Indonesia-Slowakia Perkuat Aliansi Strategis: Nuklir dan AI Jadi Fokus Utama Kolaborasi

/Dok. kemendiktisaintek

FAKTANASIONAL.NET – Pemerintah Indonesia melalui Kementerian Pendidikan Tinggi, Sains, dan Teknologi (Kemdiktisaintek) resmi mempererat hubungan bilateral dengan Republik Slowakia.

Fokus utama kerja sama ini diarahkan pada penguatan riset dan pendidikan tinggi di sektor teknologi tinggi, khususnya energi nuklir untuk wilayah luar Jawa-Bali serta pengembangan kecerdasan buatan (Artificial Intelligence).

Pertemuan yang berlangsung pada Kamis (2/4) antara Wakil Menteri Diktisaintek, Stella Christie, dan Duta Besar Slowakia, H.E. Tomas Ferko, menandai babak baru kolaborasi institusional yang mencakup bidang energi terbarukan, bioteknologi, hingga keamanan siber.

Nuklir sebagai Solusi Ketimpangan Energi

Dalam diskusi tersebut, Wamen Stella Christie menekankan pentingnya adopsi teknologi nuklir guna merealisasikan target kemandirian energi nasional di bawah pemerintahan Presiden Prabowo.

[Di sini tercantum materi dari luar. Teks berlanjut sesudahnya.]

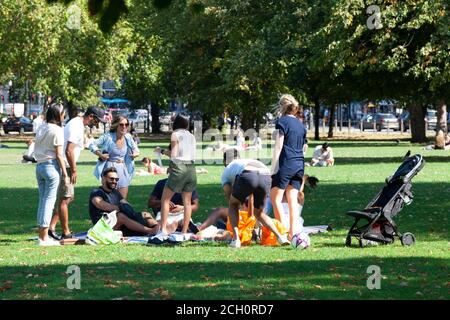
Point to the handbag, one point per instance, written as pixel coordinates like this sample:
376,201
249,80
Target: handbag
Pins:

Baca Juga: Pasca Demo ASN Komisi X DPR Desak Evaluasi Transparan di Kemendiktisaintek

Nuklir dinilai sebagai kunci untuk mengatasi tantangan distribusi listrik di wilayah terpencil.

“Di Indonesia, dalam hal energi kita sebenarnya mengalami kelebihan pasokan di jaringan Jawa dan Bali. Namun, kita juga mengalami kekurangan pasokan di banyak wilayah lainnya. Salah satu yang paling potensial adalah energi nuklir, yang kehadirannya sangat penting bagi wilayah di luar sistem kelistrikan Jawa-Bali,” tegas Wamen Stella.

Untuk mendukung visi tersebut, Indonesia membuka pintu bagi skema beasiswa spesialisasi nuklir dan bidang unggulan lainnya yang dikembangkan oleh institusi di Slowakia.